詳しくは、上記リンク先の全文を、ぜひお読みいただくとして。IHIはエネルギー関連でも、重要なポジションを占めるわけで。そのアンモニアは紀元前から知られている、化学肥料の原料にもなる、ありふれた物質ですが。窒素と水素の化合物ですから、火力発電でも混焼などで、補助的な燃料を通しての役割が期待されます。とは言え、それ自体は決して燃えやすいというわけではないので、安定した燃焼のためには、それなりに技術と装置が必要な物質でもあります。

【理研など、アンモニア合成向け新触媒 低温で窒素活性化】日経新聞

理化学研究所(理研)などの研究グループは、大気中の窒素分子(N₂)からアンモニア(NH₃)を低い温度で持続的に合成することに成功した。6原子程度から成る金属クラスターが無数の細かい穴(細孔)に取り込まれた触媒を作製して実現した。燃焼時に二酸化炭素(CO₂)を排出しないアンモニア燃料の増産に活用が期待できる。
東京大学や北海道大学と共同で研究した。本研究では、大きさ1nm以下の金属クラスター触媒を...

https://www.nikkei.com/prime/tech-foresight/article/DGXZQOUC315I10R30C24A1000000

こちらはちょっと古い記事でなんですが、理研(理化学研究所)が大気中の窒素分子からアンモニアを、低い温度で持続的に合成することに成功したというニュース。アンモニアの合成といえば、ハーバー・ボッシュ法が革命的な技術だったのですが。鉄を主体とした触媒の上で、水素と窒素を 400〜600度の、超臨界流体状態で直接反応させる方式。それが、そこまでの高温状態じゃなくても合成できるなら、大きな技術的進歩ですね。

■海水から水素製造■

アンモニアはNH3で、1個の窒素原子と3個の水素原子を持ち、水素を別の形で安全に運搬する「水素キャリア」としての役割も、期待されます。水素は気体では軽く大きな体積がネックで、液体にするには−252.87度と超低温が必要な、けっこう厄介な物質です。液体水槽は大型ロケットの燃料などにも使われていますが、容器をすり抜けて外に出てしまうという、ちょっと変わった性質も持っているそうで。ただ、TOYOTAは水素燃料と水素エンジン推しです。
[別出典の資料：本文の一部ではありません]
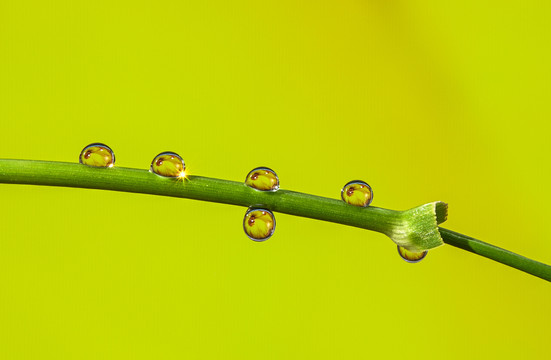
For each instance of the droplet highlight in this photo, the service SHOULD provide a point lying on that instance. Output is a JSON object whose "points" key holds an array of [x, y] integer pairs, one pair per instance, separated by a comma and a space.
{"points": [[97, 154], [357, 193], [410, 256], [168, 164], [262, 178], [259, 224]]}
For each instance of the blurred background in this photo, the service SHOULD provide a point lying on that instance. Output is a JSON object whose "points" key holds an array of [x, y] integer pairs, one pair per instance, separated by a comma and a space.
{"points": [[423, 100]]}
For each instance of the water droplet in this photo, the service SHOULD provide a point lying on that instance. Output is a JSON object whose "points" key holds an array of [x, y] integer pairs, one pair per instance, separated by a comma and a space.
{"points": [[97, 154], [262, 178], [411, 256], [357, 193], [259, 224], [168, 164]]}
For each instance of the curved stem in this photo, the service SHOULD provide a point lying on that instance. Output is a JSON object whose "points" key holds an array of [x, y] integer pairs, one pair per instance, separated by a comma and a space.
{"points": [[496, 253], [415, 229]]}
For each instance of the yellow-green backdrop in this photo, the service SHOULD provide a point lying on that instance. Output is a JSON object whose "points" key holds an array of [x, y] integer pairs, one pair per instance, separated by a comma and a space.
{"points": [[423, 100]]}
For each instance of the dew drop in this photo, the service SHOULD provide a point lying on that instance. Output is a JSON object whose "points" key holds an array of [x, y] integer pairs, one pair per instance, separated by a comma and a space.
{"points": [[168, 164], [357, 193], [259, 224], [262, 178], [97, 154], [410, 256]]}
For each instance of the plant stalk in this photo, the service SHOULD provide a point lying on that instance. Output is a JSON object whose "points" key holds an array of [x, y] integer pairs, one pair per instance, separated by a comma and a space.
{"points": [[415, 229]]}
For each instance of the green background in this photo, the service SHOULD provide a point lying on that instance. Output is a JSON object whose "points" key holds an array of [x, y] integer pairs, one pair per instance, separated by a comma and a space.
{"points": [[424, 100]]}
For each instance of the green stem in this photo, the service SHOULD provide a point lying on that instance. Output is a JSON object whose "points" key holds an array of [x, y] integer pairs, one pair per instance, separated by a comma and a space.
{"points": [[495, 253], [415, 229]]}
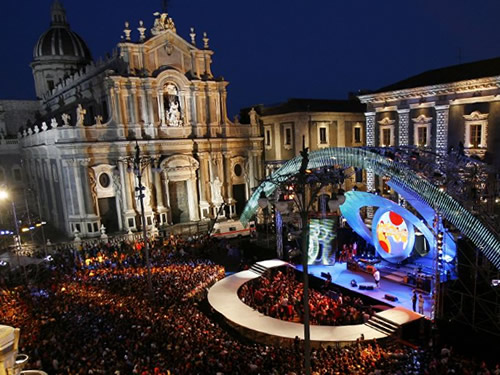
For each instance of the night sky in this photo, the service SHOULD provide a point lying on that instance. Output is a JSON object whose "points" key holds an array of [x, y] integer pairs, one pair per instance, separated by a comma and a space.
{"points": [[273, 50]]}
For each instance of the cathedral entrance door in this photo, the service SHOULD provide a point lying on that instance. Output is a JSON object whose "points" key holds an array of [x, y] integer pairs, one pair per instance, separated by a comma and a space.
{"points": [[240, 197], [178, 201], [109, 216]]}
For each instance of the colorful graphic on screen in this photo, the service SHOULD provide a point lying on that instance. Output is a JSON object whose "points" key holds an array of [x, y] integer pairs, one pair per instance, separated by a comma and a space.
{"points": [[392, 232], [321, 234], [393, 236]]}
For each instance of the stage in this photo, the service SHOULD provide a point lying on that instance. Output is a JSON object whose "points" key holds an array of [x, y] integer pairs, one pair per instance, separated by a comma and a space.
{"points": [[342, 276], [223, 297]]}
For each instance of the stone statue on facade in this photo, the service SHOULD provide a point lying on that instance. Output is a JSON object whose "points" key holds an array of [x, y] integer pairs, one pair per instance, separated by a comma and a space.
{"points": [[173, 114], [66, 118], [80, 115], [98, 120], [216, 185], [93, 188], [162, 23]]}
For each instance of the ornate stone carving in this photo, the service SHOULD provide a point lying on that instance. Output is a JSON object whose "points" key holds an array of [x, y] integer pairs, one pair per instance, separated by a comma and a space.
{"points": [[93, 187], [442, 129], [127, 31], [66, 118], [80, 115], [216, 188], [162, 23], [386, 121], [370, 128], [192, 34], [173, 115], [142, 31]]}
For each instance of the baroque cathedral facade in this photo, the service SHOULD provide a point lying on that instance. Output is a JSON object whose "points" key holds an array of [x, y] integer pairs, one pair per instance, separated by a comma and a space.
{"points": [[156, 90]]}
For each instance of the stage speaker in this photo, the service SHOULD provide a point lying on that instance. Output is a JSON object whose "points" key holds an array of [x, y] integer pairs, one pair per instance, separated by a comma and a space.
{"points": [[366, 286], [391, 297]]}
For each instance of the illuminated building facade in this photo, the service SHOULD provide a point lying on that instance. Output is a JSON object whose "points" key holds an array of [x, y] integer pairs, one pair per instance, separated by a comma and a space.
{"points": [[156, 88], [317, 122], [450, 110]]}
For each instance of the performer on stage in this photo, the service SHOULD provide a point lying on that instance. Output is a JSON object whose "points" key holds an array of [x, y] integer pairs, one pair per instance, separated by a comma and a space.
{"points": [[414, 300], [376, 276]]}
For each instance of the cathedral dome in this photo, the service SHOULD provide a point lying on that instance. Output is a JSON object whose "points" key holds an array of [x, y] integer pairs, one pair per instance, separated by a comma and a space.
{"points": [[59, 40]]}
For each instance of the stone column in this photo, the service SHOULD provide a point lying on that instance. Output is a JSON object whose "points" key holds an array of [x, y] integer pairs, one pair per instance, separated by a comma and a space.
{"points": [[149, 104], [161, 107], [229, 183], [167, 195], [50, 179], [404, 126], [78, 185], [118, 104], [144, 107], [442, 113], [193, 198], [132, 104], [370, 129], [370, 141], [203, 179], [159, 191]]}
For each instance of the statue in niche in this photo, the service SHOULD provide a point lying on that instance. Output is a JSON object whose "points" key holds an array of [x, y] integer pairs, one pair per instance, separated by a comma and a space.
{"points": [[146, 199], [173, 115], [66, 118], [217, 191], [80, 115]]}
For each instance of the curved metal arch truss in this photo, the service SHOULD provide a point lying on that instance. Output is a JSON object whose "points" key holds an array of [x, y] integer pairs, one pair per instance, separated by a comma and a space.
{"points": [[485, 240]]}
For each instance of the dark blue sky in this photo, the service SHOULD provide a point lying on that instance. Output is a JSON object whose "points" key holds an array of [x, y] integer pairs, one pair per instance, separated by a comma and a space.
{"points": [[273, 50]]}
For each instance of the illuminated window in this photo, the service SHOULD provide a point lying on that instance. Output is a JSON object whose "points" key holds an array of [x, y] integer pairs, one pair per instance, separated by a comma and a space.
{"points": [[323, 139], [386, 137], [386, 132], [288, 136], [475, 135], [422, 136], [357, 134], [16, 172], [476, 127]]}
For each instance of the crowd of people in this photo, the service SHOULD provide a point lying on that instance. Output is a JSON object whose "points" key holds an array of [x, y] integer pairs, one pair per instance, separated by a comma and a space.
{"points": [[280, 295], [91, 314]]}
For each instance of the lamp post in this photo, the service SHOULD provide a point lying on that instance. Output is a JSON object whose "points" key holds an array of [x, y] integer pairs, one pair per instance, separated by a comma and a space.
{"points": [[4, 195], [299, 183], [138, 162]]}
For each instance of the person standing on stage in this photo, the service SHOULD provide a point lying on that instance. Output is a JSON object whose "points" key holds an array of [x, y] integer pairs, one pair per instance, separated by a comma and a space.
{"points": [[414, 300], [376, 276], [421, 304]]}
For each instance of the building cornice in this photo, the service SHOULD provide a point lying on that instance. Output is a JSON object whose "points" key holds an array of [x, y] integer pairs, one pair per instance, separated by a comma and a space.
{"points": [[468, 86]]}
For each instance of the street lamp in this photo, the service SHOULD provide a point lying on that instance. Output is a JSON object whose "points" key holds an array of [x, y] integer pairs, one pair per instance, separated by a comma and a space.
{"points": [[138, 163], [3, 196], [304, 200]]}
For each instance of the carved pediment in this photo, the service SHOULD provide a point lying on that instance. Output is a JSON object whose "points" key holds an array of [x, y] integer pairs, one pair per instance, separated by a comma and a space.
{"points": [[476, 116], [422, 119], [386, 121]]}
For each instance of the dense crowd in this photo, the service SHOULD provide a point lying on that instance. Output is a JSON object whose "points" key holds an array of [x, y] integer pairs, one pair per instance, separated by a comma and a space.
{"points": [[280, 295], [92, 315]]}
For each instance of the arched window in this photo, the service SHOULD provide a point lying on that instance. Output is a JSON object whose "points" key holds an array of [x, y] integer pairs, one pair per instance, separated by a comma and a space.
{"points": [[172, 105]]}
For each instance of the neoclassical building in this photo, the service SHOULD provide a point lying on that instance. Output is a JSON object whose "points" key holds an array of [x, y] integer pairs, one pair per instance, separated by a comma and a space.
{"points": [[319, 123], [452, 109], [156, 89]]}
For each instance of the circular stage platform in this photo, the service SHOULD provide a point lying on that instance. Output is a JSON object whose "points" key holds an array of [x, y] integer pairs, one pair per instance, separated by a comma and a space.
{"points": [[223, 297]]}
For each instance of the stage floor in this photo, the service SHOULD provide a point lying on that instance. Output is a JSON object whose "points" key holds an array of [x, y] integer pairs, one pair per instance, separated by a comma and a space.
{"points": [[342, 276], [223, 297]]}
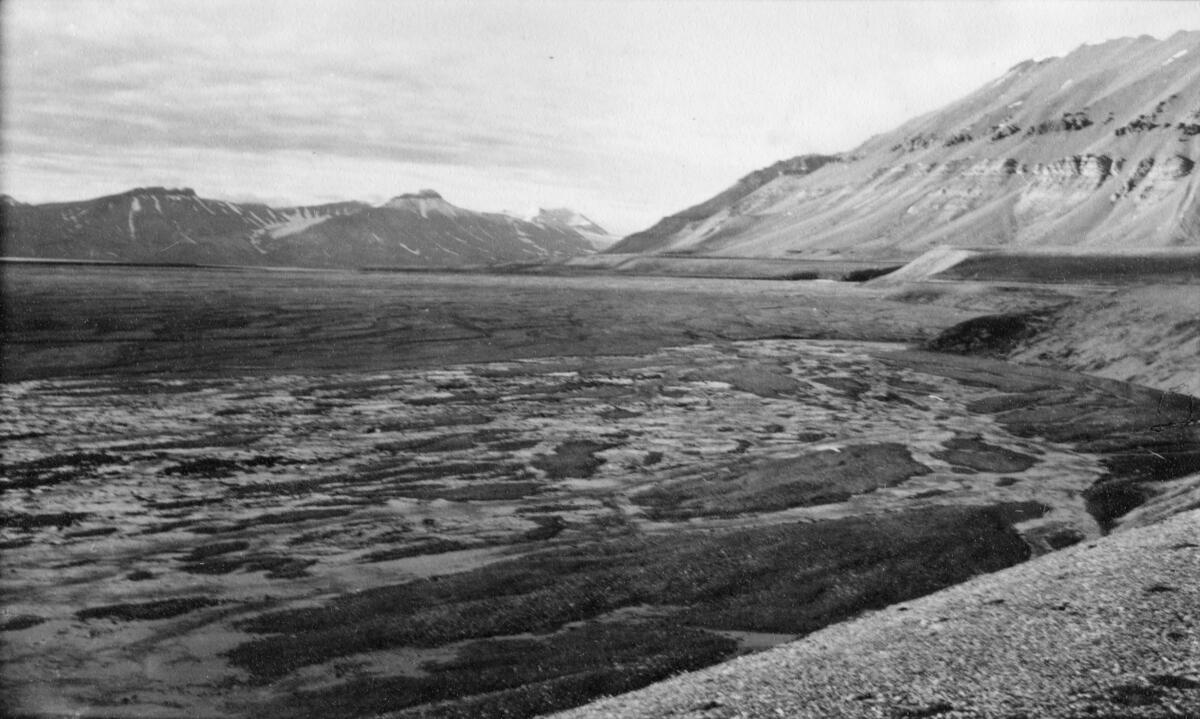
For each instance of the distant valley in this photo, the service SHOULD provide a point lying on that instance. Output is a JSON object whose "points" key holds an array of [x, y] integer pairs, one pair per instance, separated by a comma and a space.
{"points": [[1095, 150]]}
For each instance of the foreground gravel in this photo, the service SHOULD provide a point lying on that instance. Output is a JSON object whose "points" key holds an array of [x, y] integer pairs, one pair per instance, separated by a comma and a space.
{"points": [[1104, 629]]}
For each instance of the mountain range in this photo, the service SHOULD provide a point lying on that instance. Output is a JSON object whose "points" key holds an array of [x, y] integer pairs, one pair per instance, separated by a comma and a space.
{"points": [[1095, 150], [1092, 151], [159, 225]]}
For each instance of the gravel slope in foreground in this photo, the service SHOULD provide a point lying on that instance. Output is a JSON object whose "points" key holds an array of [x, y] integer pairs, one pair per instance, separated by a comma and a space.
{"points": [[1105, 629]]}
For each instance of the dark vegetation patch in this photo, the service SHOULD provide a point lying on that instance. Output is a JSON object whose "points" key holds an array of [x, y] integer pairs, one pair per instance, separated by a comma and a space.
{"points": [[527, 677], [766, 381], [163, 609], [1069, 268], [1141, 437], [216, 467], [804, 480], [847, 385], [275, 565], [618, 413], [976, 454], [515, 444], [19, 622], [993, 335], [429, 546], [495, 491], [93, 532], [25, 522], [53, 469], [785, 579], [573, 459], [459, 442], [869, 274], [549, 527]]}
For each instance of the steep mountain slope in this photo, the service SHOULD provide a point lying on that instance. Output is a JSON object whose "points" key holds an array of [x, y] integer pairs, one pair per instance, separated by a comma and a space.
{"points": [[719, 211], [156, 225], [423, 229], [567, 217], [1093, 150]]}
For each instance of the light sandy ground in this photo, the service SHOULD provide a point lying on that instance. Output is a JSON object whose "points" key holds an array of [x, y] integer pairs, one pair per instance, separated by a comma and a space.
{"points": [[1104, 629]]}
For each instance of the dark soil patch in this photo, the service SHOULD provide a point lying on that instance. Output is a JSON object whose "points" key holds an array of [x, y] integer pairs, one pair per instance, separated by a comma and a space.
{"points": [[496, 491], [460, 442], [528, 677], [21, 622], [53, 469], [846, 385], [25, 522], [765, 381], [1141, 437], [275, 565], [869, 274], [94, 532], [430, 546], [993, 335], [215, 549], [787, 579], [549, 527], [1072, 268], [574, 459], [162, 609], [216, 467], [809, 479], [976, 454]]}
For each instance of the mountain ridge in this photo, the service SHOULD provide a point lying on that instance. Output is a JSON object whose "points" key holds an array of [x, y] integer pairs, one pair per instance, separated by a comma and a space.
{"points": [[162, 225], [1095, 149]]}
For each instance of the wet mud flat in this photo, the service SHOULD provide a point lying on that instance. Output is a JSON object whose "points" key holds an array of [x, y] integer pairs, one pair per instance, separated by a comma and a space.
{"points": [[514, 537]]}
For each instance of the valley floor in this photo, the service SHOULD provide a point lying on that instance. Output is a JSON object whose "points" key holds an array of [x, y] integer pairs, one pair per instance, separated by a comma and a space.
{"points": [[337, 495]]}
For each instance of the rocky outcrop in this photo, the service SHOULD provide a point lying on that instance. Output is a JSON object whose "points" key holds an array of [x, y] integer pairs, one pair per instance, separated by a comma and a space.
{"points": [[1093, 150]]}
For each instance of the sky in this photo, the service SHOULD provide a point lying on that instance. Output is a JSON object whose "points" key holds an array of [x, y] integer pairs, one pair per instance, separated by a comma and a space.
{"points": [[624, 111]]}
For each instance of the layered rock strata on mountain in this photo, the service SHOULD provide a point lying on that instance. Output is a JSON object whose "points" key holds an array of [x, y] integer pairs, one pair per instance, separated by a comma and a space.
{"points": [[157, 225], [1095, 150]]}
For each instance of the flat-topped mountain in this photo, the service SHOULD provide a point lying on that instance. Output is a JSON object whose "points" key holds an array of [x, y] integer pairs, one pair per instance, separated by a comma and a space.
{"points": [[567, 217], [1093, 150], [159, 225]]}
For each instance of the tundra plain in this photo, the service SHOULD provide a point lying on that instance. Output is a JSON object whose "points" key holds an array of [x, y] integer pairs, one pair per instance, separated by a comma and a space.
{"points": [[298, 493]]}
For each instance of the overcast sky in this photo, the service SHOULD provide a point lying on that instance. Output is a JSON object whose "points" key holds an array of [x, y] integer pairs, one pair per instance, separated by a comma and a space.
{"points": [[623, 111]]}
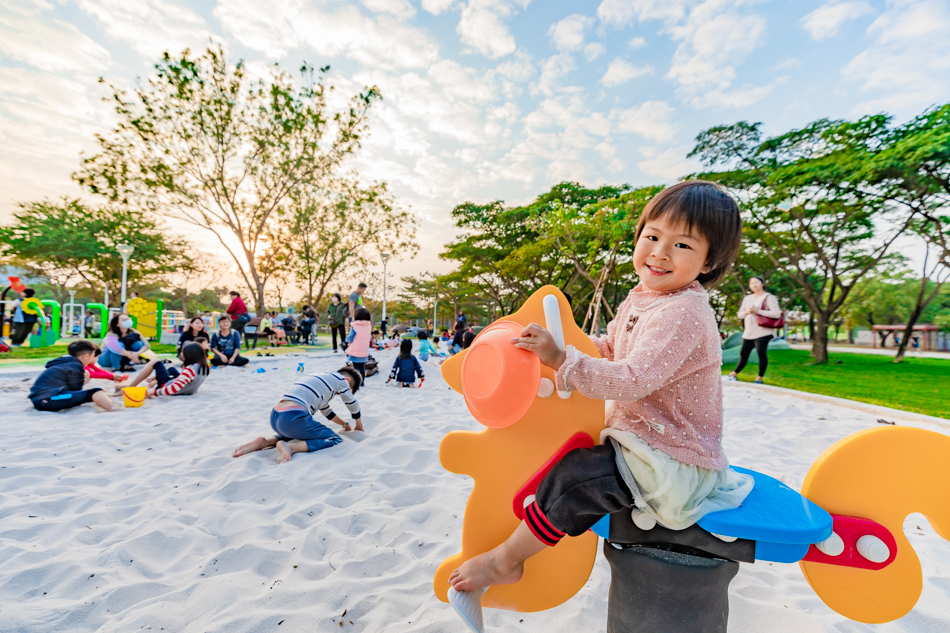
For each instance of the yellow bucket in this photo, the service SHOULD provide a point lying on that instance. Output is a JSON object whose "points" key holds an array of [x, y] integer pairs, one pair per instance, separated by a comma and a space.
{"points": [[134, 396]]}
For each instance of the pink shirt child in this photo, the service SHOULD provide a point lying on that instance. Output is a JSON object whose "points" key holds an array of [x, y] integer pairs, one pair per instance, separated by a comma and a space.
{"points": [[661, 371]]}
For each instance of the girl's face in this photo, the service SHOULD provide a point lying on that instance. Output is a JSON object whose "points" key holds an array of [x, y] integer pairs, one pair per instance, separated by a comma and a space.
{"points": [[667, 257]]}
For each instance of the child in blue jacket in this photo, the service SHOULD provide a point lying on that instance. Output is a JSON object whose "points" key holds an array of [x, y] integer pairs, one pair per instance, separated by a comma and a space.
{"points": [[406, 367]]}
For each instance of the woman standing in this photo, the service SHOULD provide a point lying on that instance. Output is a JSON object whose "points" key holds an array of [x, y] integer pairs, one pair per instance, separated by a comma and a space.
{"points": [[336, 318], [759, 303], [196, 327]]}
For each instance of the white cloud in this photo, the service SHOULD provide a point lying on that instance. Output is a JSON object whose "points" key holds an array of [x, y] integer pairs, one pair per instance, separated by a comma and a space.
{"points": [[825, 21], [594, 50], [620, 71], [714, 39], [569, 33], [398, 8], [482, 27], [381, 41], [149, 26], [435, 7], [651, 120], [666, 164], [623, 12], [552, 70], [906, 68], [31, 35]]}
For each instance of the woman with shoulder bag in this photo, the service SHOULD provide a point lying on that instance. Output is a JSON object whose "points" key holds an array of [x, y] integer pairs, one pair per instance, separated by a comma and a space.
{"points": [[761, 316], [336, 317]]}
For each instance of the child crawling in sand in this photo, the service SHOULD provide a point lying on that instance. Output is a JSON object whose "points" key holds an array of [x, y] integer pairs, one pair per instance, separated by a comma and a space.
{"points": [[660, 371], [292, 417]]}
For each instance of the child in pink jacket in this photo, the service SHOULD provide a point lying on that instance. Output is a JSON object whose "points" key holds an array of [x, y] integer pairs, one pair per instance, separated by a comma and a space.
{"points": [[660, 370]]}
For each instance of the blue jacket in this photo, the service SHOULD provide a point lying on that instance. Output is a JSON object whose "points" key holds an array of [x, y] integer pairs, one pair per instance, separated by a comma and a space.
{"points": [[405, 369], [61, 375]]}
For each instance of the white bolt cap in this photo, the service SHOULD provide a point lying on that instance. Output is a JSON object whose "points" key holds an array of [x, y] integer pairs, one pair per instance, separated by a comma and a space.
{"points": [[831, 546], [643, 520], [873, 549], [546, 388]]}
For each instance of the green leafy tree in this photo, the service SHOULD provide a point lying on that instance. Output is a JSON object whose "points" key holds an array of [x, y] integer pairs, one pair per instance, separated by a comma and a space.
{"points": [[71, 242], [334, 230], [202, 142], [810, 205]]}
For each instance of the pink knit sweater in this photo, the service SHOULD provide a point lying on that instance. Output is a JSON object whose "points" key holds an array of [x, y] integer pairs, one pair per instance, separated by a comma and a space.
{"points": [[661, 370]]}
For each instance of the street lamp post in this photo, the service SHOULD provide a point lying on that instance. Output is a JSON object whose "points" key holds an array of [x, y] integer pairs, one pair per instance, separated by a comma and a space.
{"points": [[125, 250], [385, 257]]}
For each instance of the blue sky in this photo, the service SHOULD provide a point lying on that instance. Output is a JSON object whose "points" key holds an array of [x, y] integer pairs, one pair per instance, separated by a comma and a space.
{"points": [[484, 99]]}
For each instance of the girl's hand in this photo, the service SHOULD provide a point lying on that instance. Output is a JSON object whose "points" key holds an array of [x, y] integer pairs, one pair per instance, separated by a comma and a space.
{"points": [[540, 341]]}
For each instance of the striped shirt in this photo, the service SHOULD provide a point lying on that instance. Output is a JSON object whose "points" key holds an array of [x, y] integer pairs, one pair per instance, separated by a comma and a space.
{"points": [[185, 384], [315, 391]]}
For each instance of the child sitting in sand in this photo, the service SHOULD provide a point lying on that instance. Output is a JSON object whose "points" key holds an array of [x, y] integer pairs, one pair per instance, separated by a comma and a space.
{"points": [[406, 367], [425, 347], [660, 372], [292, 417], [168, 381], [60, 386]]}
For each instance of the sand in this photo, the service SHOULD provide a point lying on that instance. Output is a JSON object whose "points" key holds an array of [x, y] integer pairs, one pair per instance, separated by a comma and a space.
{"points": [[141, 519]]}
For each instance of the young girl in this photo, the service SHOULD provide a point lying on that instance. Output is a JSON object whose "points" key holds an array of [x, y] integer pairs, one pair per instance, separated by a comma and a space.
{"points": [[406, 367], [168, 381], [357, 348], [425, 347], [660, 370]]}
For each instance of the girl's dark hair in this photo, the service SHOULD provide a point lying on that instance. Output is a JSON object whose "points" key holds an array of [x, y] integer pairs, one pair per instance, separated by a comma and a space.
{"points": [[705, 207], [193, 354], [193, 319], [355, 379]]}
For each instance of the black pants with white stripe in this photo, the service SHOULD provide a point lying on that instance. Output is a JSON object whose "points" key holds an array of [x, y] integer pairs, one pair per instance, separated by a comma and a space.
{"points": [[580, 489]]}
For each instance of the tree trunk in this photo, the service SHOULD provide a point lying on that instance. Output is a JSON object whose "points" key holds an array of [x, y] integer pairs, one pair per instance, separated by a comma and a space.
{"points": [[908, 332], [819, 338]]}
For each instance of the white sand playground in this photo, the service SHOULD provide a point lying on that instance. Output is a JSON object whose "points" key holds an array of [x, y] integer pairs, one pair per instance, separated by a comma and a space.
{"points": [[141, 520]]}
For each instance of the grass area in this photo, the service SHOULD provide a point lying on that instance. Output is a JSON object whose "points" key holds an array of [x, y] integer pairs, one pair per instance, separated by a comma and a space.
{"points": [[920, 385]]}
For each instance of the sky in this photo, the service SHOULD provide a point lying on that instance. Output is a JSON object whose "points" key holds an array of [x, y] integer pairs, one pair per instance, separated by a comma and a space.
{"points": [[482, 99]]}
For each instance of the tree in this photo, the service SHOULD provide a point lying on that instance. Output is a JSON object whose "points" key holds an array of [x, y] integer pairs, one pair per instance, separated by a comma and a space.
{"points": [[596, 237], [811, 206], [333, 230], [72, 242], [505, 253], [203, 143]]}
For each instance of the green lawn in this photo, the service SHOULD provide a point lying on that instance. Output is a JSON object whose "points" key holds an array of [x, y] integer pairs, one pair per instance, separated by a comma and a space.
{"points": [[921, 385]]}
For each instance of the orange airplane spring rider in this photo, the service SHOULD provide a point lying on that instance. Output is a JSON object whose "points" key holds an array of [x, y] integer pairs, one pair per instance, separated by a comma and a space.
{"points": [[528, 425]]}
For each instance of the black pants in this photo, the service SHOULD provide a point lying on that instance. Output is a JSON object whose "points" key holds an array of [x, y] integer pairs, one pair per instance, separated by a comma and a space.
{"points": [[20, 332], [66, 400], [240, 361], [580, 489], [761, 345], [334, 330]]}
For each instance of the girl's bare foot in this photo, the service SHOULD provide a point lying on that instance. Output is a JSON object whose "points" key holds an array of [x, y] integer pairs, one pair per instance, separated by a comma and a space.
{"points": [[254, 445], [485, 570], [287, 449]]}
【海水から水素製造…希少金属使わない技術を切り開く】読売新聞

 気候変動を食い止める切り札として、水素エネルギーへの期待が高まっている。化石燃料から作る「グレー水素」ではなく、再生可能エネルギーを活用して作る「グリーン水素」が望ましい。しかし、大きな問題がある。淡水を電気分解(電解)する現在の製法は、淡水を潤沢に得られる場所でしか使えないことだ。海水を電解する技術もあるが、高価な希少金属のイリジウムが欠かせない。

 筑波大学数理物質系の伊藤 良一准教授(41)(電気化学)は、イリジウムなどの貴金属を使わずに海水を電解する技術の開発に挑む。成功すれば、アフリカなどの海に面した乾燥地や、日本でも増えている洋上風力発電の施設周辺などで、グリーン水素を生産しやすくなると期待される。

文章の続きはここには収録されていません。